16
Interroll DriveControl 20 / DriveControl 54
Montage en installatie
Waarschuwingen voor de montage
Ondeskundige montage kan tot het uitvallen of een kortere levensduur van de DriveControl
leiden.
4 Laat de DriveControl niet vallen en gebruik deze uitsluitend reglementair om interne
apparaatschade te voorkomen.
4 Controleer elke DriveControl vóór de montage op zichtbare beschadigingen.
Waarschuwingen voor de elektrische installatie
Een ondeskundige elektrische installatie kan tot beschadiging van de DriveControl leiden.
4 De aansluiting op de netspanning alleen door bevoegde vakkrachten laten uitvoeren.
4 Schakel de DriveControl vóór het installeren, verwijderen of bedraden spanningsvrij.
4 Ervoor zorgen dat geen gevaarlijke spanningen op de aansluitingen of de behuizing kunnen
komen te staan, ook niet in geval van fouten.
4 Gebruik de RollerDrive resp. de DriveControl nooit met wisselstroom omdat dit tot
onherstelbare schade aan het apparaat leidt.
4 Massa-aansluiting c.q. massaleiding niet als aardingsdraad (PE) gebruiken.
4 Motorstekker niet blootstellen aan hoge trek- of drukbelasting. Bij het buigen van de kabels
op de stekker kan de isolatie van de kabels beschadigd raken en de DriveControl of de
RollerDrive kunnen uitvallen.
4 Zorg ervoor dat bestaande elektrische installaties geen storende invloeden op de
DriveControl of RollerDrive hebben.
4 Gebruik alleen kabels die voor de concrete gebruiksomstandigheden voldoende
gedimensioneerd zijn.
4 Controleer of de stroombelasting per afzonderlijke klem resp. klemmenblok 10 A niet
overschrijdt.
4 Controleer of de schakelvoeding die de DriveControl verzorgt, een nominale gelijkspanning
van 24 V met een maximale afwijking van ±8 % levert.

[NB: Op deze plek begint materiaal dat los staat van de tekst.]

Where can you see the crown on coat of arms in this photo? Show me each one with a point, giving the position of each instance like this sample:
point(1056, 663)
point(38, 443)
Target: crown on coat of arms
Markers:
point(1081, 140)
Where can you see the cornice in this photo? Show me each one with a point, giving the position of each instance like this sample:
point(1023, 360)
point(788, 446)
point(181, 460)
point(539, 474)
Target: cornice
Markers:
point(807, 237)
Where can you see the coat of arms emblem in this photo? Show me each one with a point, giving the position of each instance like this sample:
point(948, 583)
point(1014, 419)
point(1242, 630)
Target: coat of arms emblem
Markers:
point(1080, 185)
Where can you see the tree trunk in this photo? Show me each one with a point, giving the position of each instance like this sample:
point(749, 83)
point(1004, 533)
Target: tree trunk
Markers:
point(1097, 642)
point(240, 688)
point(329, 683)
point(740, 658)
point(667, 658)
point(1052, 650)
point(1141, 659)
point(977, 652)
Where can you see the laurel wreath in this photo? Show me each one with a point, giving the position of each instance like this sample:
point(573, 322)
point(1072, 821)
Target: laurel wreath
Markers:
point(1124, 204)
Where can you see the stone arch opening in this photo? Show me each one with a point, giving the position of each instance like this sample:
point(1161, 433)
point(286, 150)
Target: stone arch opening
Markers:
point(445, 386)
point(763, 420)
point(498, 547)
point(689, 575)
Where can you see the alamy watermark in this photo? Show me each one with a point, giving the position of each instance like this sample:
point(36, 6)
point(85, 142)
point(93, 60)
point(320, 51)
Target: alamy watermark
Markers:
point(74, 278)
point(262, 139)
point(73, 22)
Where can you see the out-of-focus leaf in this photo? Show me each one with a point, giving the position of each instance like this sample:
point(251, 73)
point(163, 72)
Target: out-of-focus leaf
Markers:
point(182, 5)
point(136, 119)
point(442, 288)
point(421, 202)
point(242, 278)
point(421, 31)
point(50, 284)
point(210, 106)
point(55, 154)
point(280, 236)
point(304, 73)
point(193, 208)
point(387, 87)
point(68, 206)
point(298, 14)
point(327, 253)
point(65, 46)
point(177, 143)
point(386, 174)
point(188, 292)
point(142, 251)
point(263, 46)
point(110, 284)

4 Controleer of de RollerDrive, de DriveControl en de spanningsbron zo met het
transportframe of de steunconstructie verbonden zijn dat deze correct geaard zijn. Een
ondeskundige aarding kan leiden tot statische lading, wat weer storing of voortijdige uitval
van de motor of de DriveControl tot gevolg kan hebben.
4 Gebruik alleen de vermelde contrastekkers (zie "Ingangen en uitgangen", Pagina 19) en
meegeleverde hulpgereedschappen.
4 Schakel de bedrijfsspanning pas in als alle leidingen zijn aangesloten.